Paul nodded. “About as expected.”
“You gotta skate to where the puck is going. This isn’t some white-shoe private equity fund where the most important thing is to join the right country club and talk college football, be a bro. People who work for Galkin are far more analytical. And more socially awkward.”
Paul smiled, sipped his beer. They talked for another five minutes or so. The waiter brought a second round. As Chad finished his first beer and went on to his second, he got a little looser. He started telling jokes. Most of them weren’t very funny. “Hey,” he said after a while, “someone just sent me a Russian oligarch Advent calendar. Every time you open a window, an oligarch falls out.”
Paul laughed politely. He’d already heard that one. “You warned me ‘the walls have ears.’ Are we discouraged from making jokes about our boss?”
“Off campus is safe, but definitely watch it in the office.” Chad was seated at a right angle to Paul. His eyes slid to the side to meet Paul’s. “So you’re married to the boss’s daughter.”
There it was.
“Ummmm . . . well, not married, technically—we’re engaged. Who told you?”
“Everyone knows.”
Paul’s eyebrows shot up. He shouldn’t have been surprised, but it was still kind of annoying. “Arkady wants me to keep it on the DL. Plus, I’m going to be treated like everyone else, so.”
“Well, good luck with that. Like that’ll happen. You’re the boss’s son-in-law. He’ll never fire you.”
Paul shook his head, didn’t know what to say. Was that true? How would he know? “Why are we the Island of Misfit Toys anyway? How so? If we’re all ‘mental athletes’?”
“Everyone here screwed up in some way in their old job.”
“Really? What’d you do?”
“What’d I do? At my last job, we were taking a company public, and I decided to skim off a little cream for one of my clients.”
“How?”
“I arranged for him to invest in a pre-IPO funding round. Then I did a sort of end run. Arranged for him to evade the lockup and sell his shares immediately post-IPO. Made a shitload of money for the client.”
“But broke the rules in the process. You get fired?”
“Oh, yeah. And no one would hire me. But Galkin didn’t mind.”
“Was he the client?”
Chad gave a slow smile but didn’t answer.
“All the other hires did something similar?”

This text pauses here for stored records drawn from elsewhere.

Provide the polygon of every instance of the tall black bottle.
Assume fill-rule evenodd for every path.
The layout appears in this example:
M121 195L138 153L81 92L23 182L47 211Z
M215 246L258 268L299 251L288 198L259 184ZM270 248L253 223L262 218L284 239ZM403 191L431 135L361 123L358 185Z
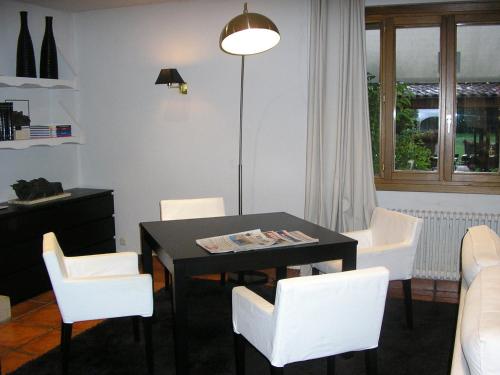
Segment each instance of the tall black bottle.
M52 17L45 17L45 34L40 52L40 78L59 78L56 41L52 31Z
M28 12L20 12L20 14L21 30L17 39L16 76L36 78L35 53L28 29Z

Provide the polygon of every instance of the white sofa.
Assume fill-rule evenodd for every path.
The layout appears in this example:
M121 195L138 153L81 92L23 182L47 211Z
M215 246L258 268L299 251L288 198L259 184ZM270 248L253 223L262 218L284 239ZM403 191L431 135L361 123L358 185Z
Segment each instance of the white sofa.
M500 374L500 238L486 225L462 242L462 285L451 375Z

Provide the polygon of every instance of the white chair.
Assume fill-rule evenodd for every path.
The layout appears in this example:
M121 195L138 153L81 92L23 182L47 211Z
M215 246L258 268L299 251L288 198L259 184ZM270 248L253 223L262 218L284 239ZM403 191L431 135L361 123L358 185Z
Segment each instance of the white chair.
M245 373L245 339L270 362L272 374L288 363L366 351L367 370L377 371L377 347L389 271L375 267L278 281L276 303L240 286L233 289L236 373Z
M161 220L199 219L225 216L224 198L165 199L160 201ZM221 284L226 274L220 274ZM165 267L165 289L171 284L171 275Z
M366 230L343 233L358 241L357 269L383 266L390 280L401 280L406 306L406 322L413 328L411 278L423 220L377 207ZM342 271L342 261L312 265L323 273Z
M500 237L488 226L478 225L467 230L462 240L461 268L460 303L450 374L478 373L478 363L482 363L484 369L489 368L491 373L495 373L491 369L494 366L497 369L500 368L497 355L498 343L500 343L500 335L497 334L500 332L500 290L498 287L500 285ZM475 281L478 277L482 277L482 280ZM475 284L475 290L469 293L469 288L473 284ZM464 314L466 310L468 314ZM473 327L472 330L471 327ZM469 333L464 333L463 328L467 328ZM478 343L476 344L475 341ZM494 348L491 351L487 350L491 347L490 345ZM471 371L469 368L471 366L475 371Z
M137 253L65 257L51 232L43 236L43 260L62 317L63 374L68 373L74 322L124 316L134 317L136 339L137 319L142 317L147 366L152 374L153 282L151 275L139 274Z

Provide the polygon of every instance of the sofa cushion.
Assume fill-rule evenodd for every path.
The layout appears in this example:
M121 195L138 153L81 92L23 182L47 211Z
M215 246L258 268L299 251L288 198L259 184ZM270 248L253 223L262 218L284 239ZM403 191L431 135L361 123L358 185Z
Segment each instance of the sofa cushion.
M484 267L500 265L500 238L486 225L471 227L462 243L462 273L467 286Z
M461 343L472 375L500 374L500 266L484 268L471 284Z

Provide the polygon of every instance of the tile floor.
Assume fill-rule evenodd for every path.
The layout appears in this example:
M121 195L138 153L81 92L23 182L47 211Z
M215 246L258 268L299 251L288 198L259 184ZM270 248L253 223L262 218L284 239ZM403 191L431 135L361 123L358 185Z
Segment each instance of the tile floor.
M154 289L164 285L164 273L155 260ZM274 282L274 272L267 271L270 282ZM289 277L297 271L290 270ZM218 278L218 275L208 276ZM425 301L458 303L458 283L416 279L412 282L413 298ZM389 295L401 298L399 282L391 282ZM92 328L101 321L75 323L73 336ZM30 300L12 306L10 322L0 324L1 374L8 374L24 363L31 361L59 345L60 315L52 292L46 292Z

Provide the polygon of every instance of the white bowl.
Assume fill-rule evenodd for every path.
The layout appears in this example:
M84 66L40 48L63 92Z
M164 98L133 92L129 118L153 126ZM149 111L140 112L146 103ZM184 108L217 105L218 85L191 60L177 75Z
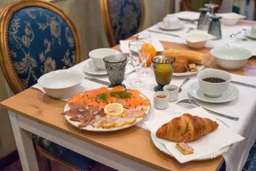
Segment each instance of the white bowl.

“Ones that I know about, yeah. Jake did a penny stock trade on the side without telling his firm. His firm found out and fired him.”
“For doing a deal in penny stocks?”
“A deal based on inside information he got working for the firm. Totally illegal.”
All these screwups, Paul noticed, were ethical ones. Everyone here was ethically challenged. They hadn’t lost money, though. Galkin wouldn’t hire anyone who’d lost money. He would just hire cheats, apparently.Everyone except me, Paul thought. He hadn’t fucked up. The opposite: He’d pulled off something impressive. And he hadn’t done it by cheating.
“I thought I was dead meat,” said Chad. “I got no callbacks. I didn’t know what the hell I was going to do. And then Galkin hired me.”
“So what’s the catch?”
“You keep your mouth shut. And don’t fuck up again.”
“I see.”
“Galkin’s a fascinating guy,” Chad said. “What’s he like at home, among family?”